Notably, Aimco is revamping its portfolio through property sales and reinvesting the proceeds in select apartment homes with higher rents, superior margins and greater-than-expected growth. Through these efforts, the company increased its revenues per apartment home by 7% to $2,052 in first-quarter 2018. Additionally, it enhanced the quality and expected growth rate of its portfolio. In the reported quarter, the percentage of A, B and C+ home was 49%, 35% and 16%, respectively.
Moreover, in April 2018, in sync with its portfolio revamping strategy, Aimco opted for the acquisition of six apartment communities in Philadelphia for $445 million. Further, the company plans to sell its asset-management portfolio along with four affordable garden-style communities for $590 million. Also, during the first quarter, the company invested $47 million in redevelopment and development. Such efforts are expected to help the company enhance its overall portfolio quality and achieve a favorable mix for long-term growth.

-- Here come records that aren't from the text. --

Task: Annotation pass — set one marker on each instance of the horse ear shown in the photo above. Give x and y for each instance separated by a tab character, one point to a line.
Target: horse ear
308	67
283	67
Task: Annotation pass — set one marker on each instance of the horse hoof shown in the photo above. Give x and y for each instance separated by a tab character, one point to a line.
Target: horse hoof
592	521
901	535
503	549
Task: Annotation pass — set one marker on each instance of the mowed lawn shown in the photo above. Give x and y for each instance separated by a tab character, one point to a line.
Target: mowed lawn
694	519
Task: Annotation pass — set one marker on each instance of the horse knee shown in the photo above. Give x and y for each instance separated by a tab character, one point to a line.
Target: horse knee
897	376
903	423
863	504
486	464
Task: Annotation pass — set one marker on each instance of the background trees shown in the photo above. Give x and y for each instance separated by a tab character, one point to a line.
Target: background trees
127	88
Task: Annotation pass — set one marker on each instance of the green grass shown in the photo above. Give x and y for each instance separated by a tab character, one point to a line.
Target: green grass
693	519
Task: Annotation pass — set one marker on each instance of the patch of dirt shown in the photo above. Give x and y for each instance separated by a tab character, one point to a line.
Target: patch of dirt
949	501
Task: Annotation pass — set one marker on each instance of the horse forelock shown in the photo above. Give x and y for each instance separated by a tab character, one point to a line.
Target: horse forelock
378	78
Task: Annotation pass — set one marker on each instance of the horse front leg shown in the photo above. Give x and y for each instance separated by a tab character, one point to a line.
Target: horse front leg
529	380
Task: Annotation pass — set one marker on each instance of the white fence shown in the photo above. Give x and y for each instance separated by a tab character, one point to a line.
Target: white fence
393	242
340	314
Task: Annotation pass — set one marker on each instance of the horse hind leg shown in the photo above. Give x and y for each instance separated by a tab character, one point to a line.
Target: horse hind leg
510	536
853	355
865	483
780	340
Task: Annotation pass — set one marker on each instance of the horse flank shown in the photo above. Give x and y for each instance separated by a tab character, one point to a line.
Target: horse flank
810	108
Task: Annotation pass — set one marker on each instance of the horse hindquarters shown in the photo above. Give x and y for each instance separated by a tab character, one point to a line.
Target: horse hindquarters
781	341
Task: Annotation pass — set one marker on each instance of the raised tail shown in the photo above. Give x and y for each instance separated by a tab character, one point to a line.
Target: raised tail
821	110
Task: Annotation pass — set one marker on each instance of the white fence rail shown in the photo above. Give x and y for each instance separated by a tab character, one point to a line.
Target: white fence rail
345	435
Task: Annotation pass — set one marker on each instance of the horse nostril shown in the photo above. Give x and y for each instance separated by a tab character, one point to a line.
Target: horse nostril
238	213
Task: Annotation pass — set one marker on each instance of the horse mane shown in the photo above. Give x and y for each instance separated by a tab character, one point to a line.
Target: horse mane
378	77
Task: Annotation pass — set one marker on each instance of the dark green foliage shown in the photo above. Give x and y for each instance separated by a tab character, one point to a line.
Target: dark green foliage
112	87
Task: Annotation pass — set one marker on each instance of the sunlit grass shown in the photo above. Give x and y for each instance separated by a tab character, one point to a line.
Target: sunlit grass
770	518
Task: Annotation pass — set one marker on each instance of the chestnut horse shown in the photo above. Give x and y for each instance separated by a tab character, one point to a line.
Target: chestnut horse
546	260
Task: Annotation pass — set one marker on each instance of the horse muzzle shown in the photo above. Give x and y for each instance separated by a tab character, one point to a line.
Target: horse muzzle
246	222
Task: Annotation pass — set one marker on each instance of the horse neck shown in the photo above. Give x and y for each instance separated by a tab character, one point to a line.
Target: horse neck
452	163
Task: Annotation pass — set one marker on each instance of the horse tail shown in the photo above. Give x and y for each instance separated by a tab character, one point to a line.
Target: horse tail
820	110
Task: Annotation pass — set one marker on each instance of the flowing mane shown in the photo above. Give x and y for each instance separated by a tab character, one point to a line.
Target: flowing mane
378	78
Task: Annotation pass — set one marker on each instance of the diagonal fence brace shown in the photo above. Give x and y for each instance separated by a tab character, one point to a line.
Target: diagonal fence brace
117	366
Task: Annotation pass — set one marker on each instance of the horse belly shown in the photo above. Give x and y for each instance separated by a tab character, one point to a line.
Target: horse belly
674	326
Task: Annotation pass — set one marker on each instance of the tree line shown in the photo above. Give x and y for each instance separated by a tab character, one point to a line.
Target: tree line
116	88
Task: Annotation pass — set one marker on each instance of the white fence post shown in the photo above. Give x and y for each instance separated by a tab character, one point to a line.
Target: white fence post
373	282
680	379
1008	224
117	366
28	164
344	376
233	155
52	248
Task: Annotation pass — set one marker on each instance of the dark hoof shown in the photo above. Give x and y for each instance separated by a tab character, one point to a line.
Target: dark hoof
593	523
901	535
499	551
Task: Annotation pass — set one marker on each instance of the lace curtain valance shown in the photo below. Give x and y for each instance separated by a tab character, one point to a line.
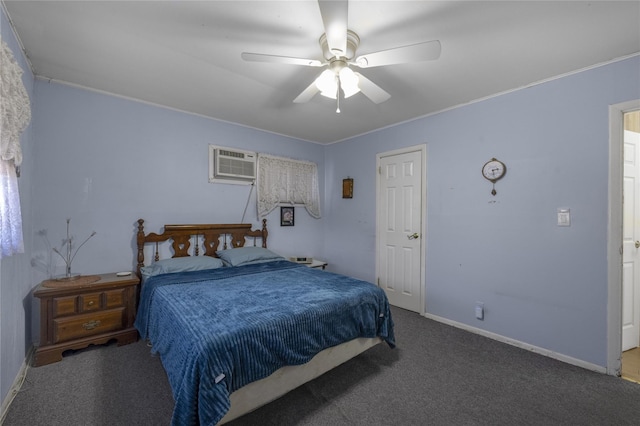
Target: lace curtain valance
14	107
287	181
15	114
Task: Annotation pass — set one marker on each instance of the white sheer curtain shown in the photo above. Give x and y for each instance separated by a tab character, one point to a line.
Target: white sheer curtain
283	181
15	113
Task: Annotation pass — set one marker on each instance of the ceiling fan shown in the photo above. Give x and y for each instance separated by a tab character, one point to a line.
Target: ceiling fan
339	46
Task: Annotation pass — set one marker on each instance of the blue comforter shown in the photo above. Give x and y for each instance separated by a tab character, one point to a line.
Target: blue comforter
221	329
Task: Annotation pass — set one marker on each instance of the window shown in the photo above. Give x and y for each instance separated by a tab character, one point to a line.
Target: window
283	181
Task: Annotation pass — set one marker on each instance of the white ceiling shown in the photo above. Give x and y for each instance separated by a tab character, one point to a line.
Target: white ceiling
186	55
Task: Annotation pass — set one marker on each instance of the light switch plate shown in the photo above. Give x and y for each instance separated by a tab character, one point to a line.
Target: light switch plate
564	217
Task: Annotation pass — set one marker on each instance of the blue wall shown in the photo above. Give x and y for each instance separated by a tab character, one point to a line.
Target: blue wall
15	271
541	284
105	161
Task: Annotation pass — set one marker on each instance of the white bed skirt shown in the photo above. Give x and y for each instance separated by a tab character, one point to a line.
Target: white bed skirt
261	392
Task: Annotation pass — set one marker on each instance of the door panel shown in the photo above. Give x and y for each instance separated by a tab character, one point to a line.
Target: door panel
399	218
630	235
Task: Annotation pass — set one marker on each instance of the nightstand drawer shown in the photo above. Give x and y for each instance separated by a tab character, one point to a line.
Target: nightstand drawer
87	325
114	298
89	302
64	306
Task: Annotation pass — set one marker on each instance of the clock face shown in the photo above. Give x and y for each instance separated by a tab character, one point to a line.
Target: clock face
493	170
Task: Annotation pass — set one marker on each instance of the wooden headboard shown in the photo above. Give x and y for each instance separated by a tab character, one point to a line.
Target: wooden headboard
207	236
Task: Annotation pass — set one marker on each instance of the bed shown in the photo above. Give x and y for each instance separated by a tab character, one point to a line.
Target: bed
237	326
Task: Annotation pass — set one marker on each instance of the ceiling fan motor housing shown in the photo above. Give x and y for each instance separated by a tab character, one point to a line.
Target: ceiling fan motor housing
353	41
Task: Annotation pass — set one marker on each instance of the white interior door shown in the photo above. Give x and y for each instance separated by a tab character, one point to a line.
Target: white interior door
400	245
631	243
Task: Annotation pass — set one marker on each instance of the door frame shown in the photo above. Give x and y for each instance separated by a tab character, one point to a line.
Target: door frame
422	148
614	232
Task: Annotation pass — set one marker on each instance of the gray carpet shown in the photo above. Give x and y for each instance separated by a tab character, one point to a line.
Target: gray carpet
438	375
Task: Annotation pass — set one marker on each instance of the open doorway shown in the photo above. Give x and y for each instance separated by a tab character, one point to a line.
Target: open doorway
630	367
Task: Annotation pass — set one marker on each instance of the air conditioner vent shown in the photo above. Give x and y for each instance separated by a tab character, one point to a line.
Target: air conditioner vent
231	165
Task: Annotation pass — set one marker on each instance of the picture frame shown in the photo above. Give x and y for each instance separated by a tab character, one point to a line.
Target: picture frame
287	216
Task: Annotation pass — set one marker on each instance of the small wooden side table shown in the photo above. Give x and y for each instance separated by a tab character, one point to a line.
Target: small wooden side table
320	264
74	316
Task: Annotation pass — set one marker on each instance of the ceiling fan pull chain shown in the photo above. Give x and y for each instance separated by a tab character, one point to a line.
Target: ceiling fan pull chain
338	96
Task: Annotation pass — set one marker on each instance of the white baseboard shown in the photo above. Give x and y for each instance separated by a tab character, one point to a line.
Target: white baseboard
17	384
519	344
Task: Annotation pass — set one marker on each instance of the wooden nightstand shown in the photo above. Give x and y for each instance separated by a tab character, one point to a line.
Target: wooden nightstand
75	316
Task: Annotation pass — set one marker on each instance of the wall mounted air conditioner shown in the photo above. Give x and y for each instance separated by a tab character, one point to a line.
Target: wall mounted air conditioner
228	165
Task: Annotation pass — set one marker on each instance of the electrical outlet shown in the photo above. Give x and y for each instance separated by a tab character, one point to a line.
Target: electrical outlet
480	310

Additionally, due to changing lifestyle, people, on an average, are settling later in life and thereby buying homes later, leading to a rising tendency of living in a rented home. Further, as renting is the only viable option for customers, who cannot avail mortgage loans or are unwilling to buy a house at present, demand for Aimco’s premium properties are expected to continue to rise in the coming quarters.
Also, the company has been on track to enhance its balance sheet and liquidity position, and bring down leverage. Aimco is focusing on boosting its financial flexibility by increasing the pool of unencumbered apartment assets.
Nonetheless, apartment supply remained elevated in the first quarter. Particularly, new supply is competing with some of the company’s higher-rent properties. This high supply is a concern because it curtails landlords’ ability to command more rent and results in lesser absorption.
However, although Aimco’s effort to sell non-core assets and buy properties in higher-growth infill areas is a strategic fit for the long term, the dilutive impact on earnings from such asset dispositions cannot be avoided in the near term.
Further, hike in interest rate remain a concern for Aimco. This is because the company’s ability to refinance existing debt would be restricted, while the interest cost on new debt would increase. This could adversely affect the company’s results and consequently dent its dividend payout.
Moreover, amid rising rates, not only the financing costs will increase, but the common stock buyers will also demand a higher dividend yield and this may negatively impact the market price of the common stock.
In the past three months, this Zacks Rank #3 (Hold) stock has underperformed the industry. While the company’s shares have gained 3.8%, the industry has recorded 7.5% rise.
Stocks Worth a Look
A few better-ranked stocks from the REIT space include Arbor Realty Trust (ABR - Free Report) , Chatham Lodging Trust (CLDT - Free Report) and Host Hotels & Resorts, Inc. (HST - Free Report) . All three stocks carry a Zacks Rank #2 (Buy). You can see the complete list of today’s Zacks #1 Rank (Strong Buy) stocks here.
Arbor Realty Trust’s Zacks Consensus Estimate for 2018 FFO per share rose 14.4% to $1.03 over the past month. Its shares have returned 16.6% in the past three months.
Chatham Lodging’s FFO per share estimates for the current year inched up 1% to $1.93 in a month’s time. Its shares have gained 12.1% over the past 12 months.
Host Hotels & Resorts’ FFO per share estimates for 2018 witnessed rise of 3% and moved to $1.71 over the past month. The stock has gained 7.1% during the past three months.
Note: Anything related to earnings presented in this write-up represents funds from operations (FFO) — a widely used metric to gauge the performance of REITs.